All of this on top of the billions that will be spent on vaccines, testing, and tracing as well as vaccine education. To ensure that all communities are reached the law allows the public health workforce to expand, with $7.6 billion going to help public health departments staff make sure that there’s personnel to get the vaccine out and to do contact tracing and testing. There’s another $7.6 billion for community health centers which operate in underserved areas, and $250 million for states to establish teams of healthcare workers who will be deployed specifically to nursing homes to help combat the virus.
Biden’s American Rescue Plan is the beginning of building up a public health system that has been allowed to atrophy for too long.
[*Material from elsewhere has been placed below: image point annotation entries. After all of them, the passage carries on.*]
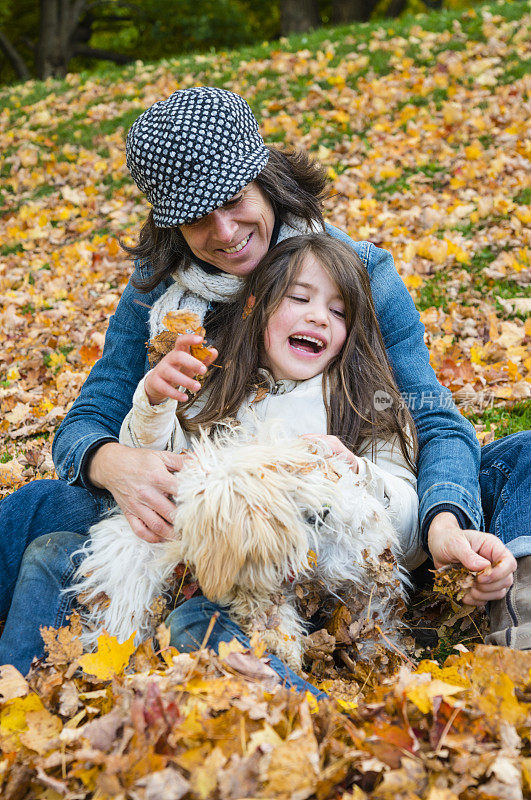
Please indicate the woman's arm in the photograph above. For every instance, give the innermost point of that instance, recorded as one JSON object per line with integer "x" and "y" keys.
{"x": 446, "y": 439}
{"x": 86, "y": 450}
{"x": 152, "y": 426}
{"x": 106, "y": 396}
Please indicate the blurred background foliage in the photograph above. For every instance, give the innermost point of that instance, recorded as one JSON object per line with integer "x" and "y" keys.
{"x": 46, "y": 38}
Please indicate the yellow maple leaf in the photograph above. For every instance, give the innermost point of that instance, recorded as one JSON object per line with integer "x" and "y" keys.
{"x": 423, "y": 694}
{"x": 110, "y": 657}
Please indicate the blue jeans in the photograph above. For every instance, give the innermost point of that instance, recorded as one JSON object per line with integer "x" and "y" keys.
{"x": 505, "y": 482}
{"x": 48, "y": 506}
{"x": 189, "y": 623}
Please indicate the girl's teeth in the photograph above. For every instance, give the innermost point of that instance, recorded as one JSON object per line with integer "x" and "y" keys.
{"x": 238, "y": 246}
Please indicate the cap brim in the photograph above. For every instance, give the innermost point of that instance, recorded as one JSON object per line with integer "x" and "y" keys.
{"x": 195, "y": 199}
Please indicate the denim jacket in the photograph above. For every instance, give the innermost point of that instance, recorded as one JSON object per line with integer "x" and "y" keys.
{"x": 449, "y": 453}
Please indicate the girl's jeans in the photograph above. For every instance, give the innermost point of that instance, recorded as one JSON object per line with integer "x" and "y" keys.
{"x": 45, "y": 507}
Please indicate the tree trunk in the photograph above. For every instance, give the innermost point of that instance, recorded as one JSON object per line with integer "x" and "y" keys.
{"x": 58, "y": 21}
{"x": 395, "y": 8}
{"x": 104, "y": 55}
{"x": 344, "y": 11}
{"x": 298, "y": 16}
{"x": 17, "y": 62}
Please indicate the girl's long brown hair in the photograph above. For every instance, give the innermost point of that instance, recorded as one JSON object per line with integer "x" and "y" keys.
{"x": 351, "y": 381}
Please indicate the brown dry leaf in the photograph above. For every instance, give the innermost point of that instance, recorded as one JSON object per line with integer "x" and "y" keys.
{"x": 176, "y": 324}
{"x": 12, "y": 683}
{"x": 63, "y": 646}
{"x": 166, "y": 784}
{"x": 43, "y": 728}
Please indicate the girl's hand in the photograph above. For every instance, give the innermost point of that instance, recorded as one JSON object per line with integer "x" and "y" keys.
{"x": 336, "y": 447}
{"x": 177, "y": 368}
{"x": 477, "y": 551}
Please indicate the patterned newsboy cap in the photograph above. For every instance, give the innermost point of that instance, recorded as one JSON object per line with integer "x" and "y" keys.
{"x": 191, "y": 153}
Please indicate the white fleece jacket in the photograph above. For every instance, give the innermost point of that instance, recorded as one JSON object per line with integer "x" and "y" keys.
{"x": 297, "y": 406}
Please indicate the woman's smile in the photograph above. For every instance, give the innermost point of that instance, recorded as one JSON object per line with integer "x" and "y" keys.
{"x": 235, "y": 236}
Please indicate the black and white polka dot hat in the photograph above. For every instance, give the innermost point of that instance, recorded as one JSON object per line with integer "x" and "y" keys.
{"x": 191, "y": 153}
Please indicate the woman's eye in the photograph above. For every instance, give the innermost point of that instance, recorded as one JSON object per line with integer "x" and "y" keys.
{"x": 234, "y": 201}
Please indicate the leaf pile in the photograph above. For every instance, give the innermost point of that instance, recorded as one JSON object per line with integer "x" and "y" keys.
{"x": 423, "y": 128}
{"x": 152, "y": 725}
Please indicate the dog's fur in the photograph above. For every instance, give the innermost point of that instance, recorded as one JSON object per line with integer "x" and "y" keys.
{"x": 248, "y": 512}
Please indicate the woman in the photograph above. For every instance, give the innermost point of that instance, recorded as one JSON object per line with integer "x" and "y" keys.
{"x": 220, "y": 199}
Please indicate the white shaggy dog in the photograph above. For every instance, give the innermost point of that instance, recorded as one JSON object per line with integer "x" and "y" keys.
{"x": 248, "y": 513}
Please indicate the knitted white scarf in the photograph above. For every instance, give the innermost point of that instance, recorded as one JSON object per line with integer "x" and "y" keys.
{"x": 194, "y": 289}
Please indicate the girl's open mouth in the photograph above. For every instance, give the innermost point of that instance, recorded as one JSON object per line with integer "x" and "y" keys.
{"x": 307, "y": 344}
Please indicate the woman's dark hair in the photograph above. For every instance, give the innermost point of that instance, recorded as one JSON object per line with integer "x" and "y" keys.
{"x": 293, "y": 185}
{"x": 353, "y": 381}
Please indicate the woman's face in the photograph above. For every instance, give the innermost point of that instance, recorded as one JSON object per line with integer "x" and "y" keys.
{"x": 235, "y": 236}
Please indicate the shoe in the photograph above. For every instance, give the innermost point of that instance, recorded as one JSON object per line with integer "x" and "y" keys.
{"x": 510, "y": 617}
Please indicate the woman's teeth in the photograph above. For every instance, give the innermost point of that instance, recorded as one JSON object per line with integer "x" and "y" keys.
{"x": 238, "y": 246}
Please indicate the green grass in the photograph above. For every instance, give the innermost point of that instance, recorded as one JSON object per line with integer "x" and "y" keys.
{"x": 506, "y": 420}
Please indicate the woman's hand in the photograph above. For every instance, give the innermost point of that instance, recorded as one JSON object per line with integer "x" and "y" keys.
{"x": 177, "y": 368}
{"x": 336, "y": 447}
{"x": 477, "y": 551}
{"x": 142, "y": 483}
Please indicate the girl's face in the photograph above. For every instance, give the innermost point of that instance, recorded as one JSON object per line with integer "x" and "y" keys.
{"x": 308, "y": 328}
{"x": 235, "y": 236}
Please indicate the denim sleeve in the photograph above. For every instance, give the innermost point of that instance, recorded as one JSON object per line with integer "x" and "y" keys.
{"x": 106, "y": 396}
{"x": 449, "y": 453}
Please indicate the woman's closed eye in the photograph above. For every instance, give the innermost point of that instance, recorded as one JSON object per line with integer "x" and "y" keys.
{"x": 233, "y": 201}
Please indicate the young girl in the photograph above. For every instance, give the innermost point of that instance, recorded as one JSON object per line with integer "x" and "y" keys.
{"x": 300, "y": 345}
{"x": 300, "y": 348}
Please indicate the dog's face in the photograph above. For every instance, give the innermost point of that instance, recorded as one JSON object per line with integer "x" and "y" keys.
{"x": 240, "y": 513}
{"x": 242, "y": 545}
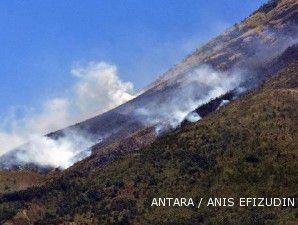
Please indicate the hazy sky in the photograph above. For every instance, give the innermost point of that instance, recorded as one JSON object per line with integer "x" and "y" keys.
{"x": 41, "y": 41}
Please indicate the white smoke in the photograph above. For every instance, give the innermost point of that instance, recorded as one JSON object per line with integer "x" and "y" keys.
{"x": 100, "y": 88}
{"x": 62, "y": 153}
{"x": 195, "y": 88}
{"x": 97, "y": 88}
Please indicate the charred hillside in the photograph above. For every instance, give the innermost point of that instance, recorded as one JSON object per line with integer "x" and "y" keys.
{"x": 249, "y": 47}
{"x": 248, "y": 147}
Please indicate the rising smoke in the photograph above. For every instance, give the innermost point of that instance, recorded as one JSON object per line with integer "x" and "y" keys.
{"x": 98, "y": 87}
{"x": 191, "y": 90}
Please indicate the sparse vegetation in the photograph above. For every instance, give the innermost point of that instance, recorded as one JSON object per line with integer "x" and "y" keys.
{"x": 247, "y": 148}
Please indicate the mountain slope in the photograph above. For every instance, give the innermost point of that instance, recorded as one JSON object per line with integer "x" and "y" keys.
{"x": 249, "y": 46}
{"x": 248, "y": 148}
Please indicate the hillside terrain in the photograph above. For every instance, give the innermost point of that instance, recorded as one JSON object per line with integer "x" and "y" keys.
{"x": 244, "y": 145}
{"x": 246, "y": 148}
{"x": 249, "y": 46}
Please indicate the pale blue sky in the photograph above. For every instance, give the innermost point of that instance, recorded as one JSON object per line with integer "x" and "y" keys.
{"x": 42, "y": 40}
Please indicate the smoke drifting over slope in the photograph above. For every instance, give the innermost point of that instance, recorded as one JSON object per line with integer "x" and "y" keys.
{"x": 193, "y": 89}
{"x": 98, "y": 87}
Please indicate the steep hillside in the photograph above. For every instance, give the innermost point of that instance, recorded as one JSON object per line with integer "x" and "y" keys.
{"x": 248, "y": 148}
{"x": 248, "y": 46}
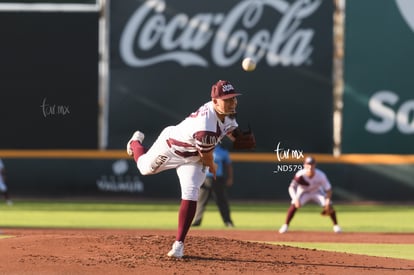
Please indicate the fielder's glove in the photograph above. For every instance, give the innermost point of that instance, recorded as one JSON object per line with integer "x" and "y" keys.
{"x": 244, "y": 139}
{"x": 327, "y": 210}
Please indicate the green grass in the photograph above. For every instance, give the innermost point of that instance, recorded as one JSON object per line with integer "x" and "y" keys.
{"x": 249, "y": 215}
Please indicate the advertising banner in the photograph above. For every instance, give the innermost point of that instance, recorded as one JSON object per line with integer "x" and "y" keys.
{"x": 49, "y": 80}
{"x": 166, "y": 55}
{"x": 379, "y": 91}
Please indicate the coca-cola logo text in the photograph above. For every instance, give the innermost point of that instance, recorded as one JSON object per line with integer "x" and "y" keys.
{"x": 231, "y": 36}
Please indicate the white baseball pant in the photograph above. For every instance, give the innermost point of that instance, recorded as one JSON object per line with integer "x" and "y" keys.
{"x": 160, "y": 157}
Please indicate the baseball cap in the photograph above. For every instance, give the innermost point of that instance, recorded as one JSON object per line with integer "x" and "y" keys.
{"x": 309, "y": 160}
{"x": 223, "y": 90}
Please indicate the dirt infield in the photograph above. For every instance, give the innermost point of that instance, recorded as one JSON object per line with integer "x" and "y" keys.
{"x": 38, "y": 251}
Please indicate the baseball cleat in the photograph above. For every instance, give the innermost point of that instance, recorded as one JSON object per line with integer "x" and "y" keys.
{"x": 177, "y": 250}
{"x": 283, "y": 229}
{"x": 137, "y": 136}
{"x": 337, "y": 228}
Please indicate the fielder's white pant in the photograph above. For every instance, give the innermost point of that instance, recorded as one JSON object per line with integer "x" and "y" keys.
{"x": 3, "y": 187}
{"x": 318, "y": 198}
{"x": 160, "y": 157}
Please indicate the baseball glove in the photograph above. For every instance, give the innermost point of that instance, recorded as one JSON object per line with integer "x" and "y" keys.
{"x": 244, "y": 139}
{"x": 327, "y": 210}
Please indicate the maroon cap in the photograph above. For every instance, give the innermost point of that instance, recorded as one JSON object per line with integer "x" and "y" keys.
{"x": 223, "y": 90}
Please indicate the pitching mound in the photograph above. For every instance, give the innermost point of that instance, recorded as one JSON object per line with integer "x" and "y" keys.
{"x": 38, "y": 251}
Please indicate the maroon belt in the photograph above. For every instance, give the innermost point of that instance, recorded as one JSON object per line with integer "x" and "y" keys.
{"x": 182, "y": 154}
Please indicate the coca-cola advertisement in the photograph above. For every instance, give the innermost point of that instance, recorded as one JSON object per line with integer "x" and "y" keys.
{"x": 166, "y": 55}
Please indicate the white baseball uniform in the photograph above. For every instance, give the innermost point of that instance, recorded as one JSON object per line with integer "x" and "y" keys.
{"x": 307, "y": 189}
{"x": 178, "y": 146}
{"x": 3, "y": 187}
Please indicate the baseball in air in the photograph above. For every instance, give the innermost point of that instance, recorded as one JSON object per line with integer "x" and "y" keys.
{"x": 248, "y": 64}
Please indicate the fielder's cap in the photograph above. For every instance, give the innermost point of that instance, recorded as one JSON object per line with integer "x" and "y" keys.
{"x": 223, "y": 90}
{"x": 309, "y": 160}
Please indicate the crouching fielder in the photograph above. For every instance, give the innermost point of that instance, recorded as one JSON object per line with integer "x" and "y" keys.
{"x": 310, "y": 184}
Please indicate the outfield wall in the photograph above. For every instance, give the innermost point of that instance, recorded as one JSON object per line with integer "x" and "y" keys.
{"x": 160, "y": 71}
{"x": 103, "y": 174}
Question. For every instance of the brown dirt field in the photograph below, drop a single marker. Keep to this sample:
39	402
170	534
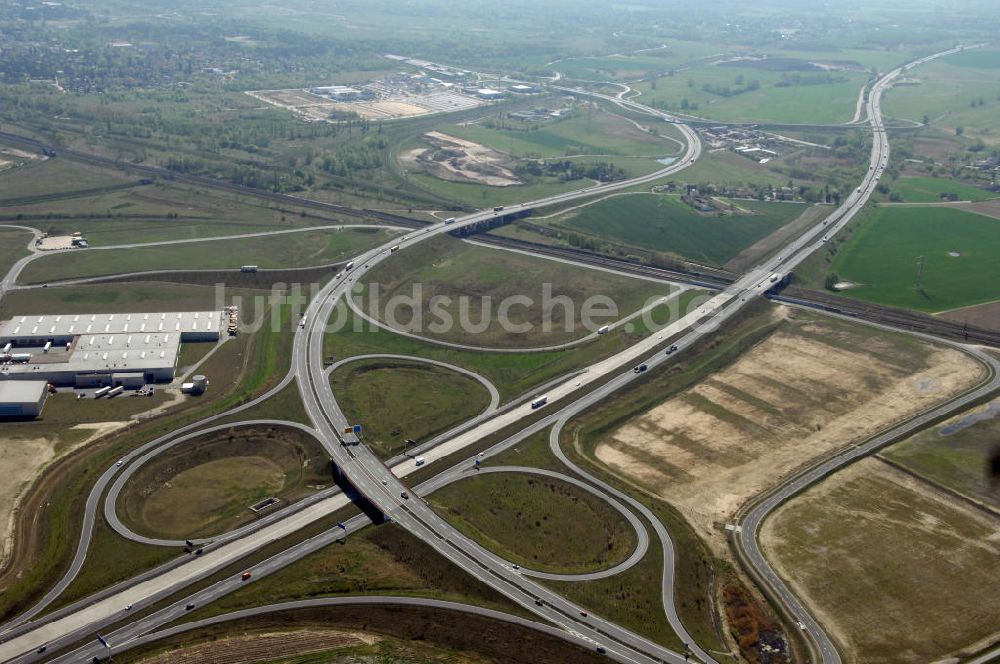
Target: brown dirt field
980	315
465	637
262	647
922	564
807	390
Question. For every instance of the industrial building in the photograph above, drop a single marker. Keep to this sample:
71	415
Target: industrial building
489	94
22	398
93	350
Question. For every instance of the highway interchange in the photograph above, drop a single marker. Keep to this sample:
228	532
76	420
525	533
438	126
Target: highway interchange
382	486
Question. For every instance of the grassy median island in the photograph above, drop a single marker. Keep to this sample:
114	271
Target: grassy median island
398	399
552	297
923	563
662	222
287	250
539	522
958	250
511	373
378	560
206	486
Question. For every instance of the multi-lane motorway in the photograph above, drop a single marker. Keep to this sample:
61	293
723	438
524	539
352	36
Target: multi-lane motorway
382	488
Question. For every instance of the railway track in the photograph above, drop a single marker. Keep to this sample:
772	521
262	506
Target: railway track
701	276
718	279
172	176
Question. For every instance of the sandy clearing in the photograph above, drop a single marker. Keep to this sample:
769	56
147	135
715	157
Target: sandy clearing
918	557
456	159
806	391
23	459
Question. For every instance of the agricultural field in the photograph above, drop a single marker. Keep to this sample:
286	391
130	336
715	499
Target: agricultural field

It’s also the beginning of the Biden-Sanders task force plan for healthcare reform created last year. That plan called for bigger subsidies on Obamacare exchanges and for more lower-income Americans to be covered. Here’s a first step. Still to come is establishing a public option on the exchanges, for people to buy into a Medicare-like program; lowering the Medicare-eligible age to 60; allowing Medicare to negotiate drug prices; and allowing undocumented immigrants to participate in the ACA marketplace, but without subsidies.
Biden seized this horrible moment in time to make his own big fucking deal law, one that builds on what he and President Obama started all those years ago. It is a monumental achievement even before all the provisions get rolled out.